I guess they really don’t want people to play Standard.
If you are not familiar with the card, here it is:
That seems like something you need to deal with immediately. And I think it promotes very bad patterns of gameplay.
First, if it is strong, you will see it everywhere. In these cases the game is going to be about who can stick their Elesh Norn or if both players have one, the game is just going to be a weird standstill.
Let’s use our imaginations. What do you want to play with Elesh Norn? Creatures with ETB effects or maybe enchantments with ETB effects. Now, the creatures with ETB effects tend to be smaller, as you are paying for the effect as well. So, a 4/7 will be a wall that just isn’t something you can run through. If you are playing Oblivion Ring effects, they will be strong if you have Elesh Norn on the battlefield, but if your opponent does as well, they will be completely shut down.

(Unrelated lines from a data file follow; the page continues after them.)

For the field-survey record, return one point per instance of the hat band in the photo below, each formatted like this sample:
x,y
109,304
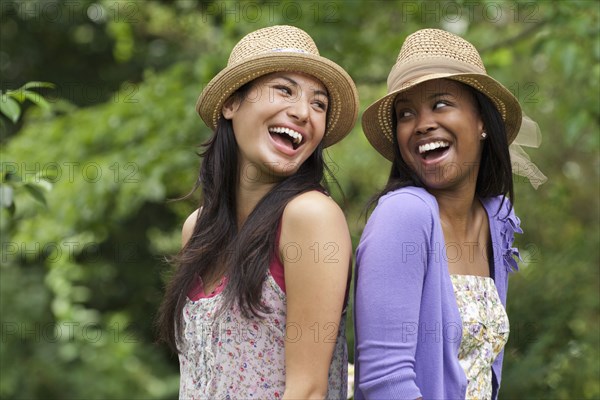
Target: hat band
x,y
411,72
288,50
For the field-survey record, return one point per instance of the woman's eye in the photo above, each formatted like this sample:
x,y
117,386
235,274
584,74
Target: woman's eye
x,y
403,114
284,89
321,105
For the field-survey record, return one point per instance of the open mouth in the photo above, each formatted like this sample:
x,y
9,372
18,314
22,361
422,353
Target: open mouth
x,y
286,136
433,150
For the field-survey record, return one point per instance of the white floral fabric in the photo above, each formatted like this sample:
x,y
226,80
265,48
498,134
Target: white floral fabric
x,y
227,356
485,331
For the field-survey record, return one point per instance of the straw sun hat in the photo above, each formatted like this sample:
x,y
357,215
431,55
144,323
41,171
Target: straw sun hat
x,y
282,48
434,54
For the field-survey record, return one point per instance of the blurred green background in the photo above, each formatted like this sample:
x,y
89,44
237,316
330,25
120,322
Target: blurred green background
x,y
86,220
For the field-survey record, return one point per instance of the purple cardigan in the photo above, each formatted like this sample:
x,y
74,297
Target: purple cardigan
x,y
407,324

Removal in general is not going to be very good, if your opponent has plenty of ETB effects. While you might gain an advantage in mana, your opponent will always gain value if they have ETB effects and you use a card to kill those creatures. You can’t get ahead that way. So, you need to play creatures as well, but since you know there might be an Elesh Norn running around, you need to play removal. It just might sit in your hand unplayed, because you don’t have good targets for it. You have to avoid playing ETB effects yourself as well, because your opponent might play ELesh Norn, and you can’t deal with it, because you didn’t happen to have the removal in hand, because you can’t really play that much of it, so many of the stronger creatures are now unplayable, because there’s a chance they just won’t do anything.
Much of the removal is useless against Elesh Norn anyhow. None of the red and much of the white spot removal does nothing against it, so you need black removal, which again limits the number of playable decks massively.
So, you need to play counters and mass removal, both of which are largely hated by the newer players. Also, it means that you have to keep mana open and not overcommit to the battlefield. So, you need to play control, which is something newer players don’t want to play against. The end result is just going to be plenty of early concessions and a lot of glass cannon decks.
Wizards must really, really hate Standard.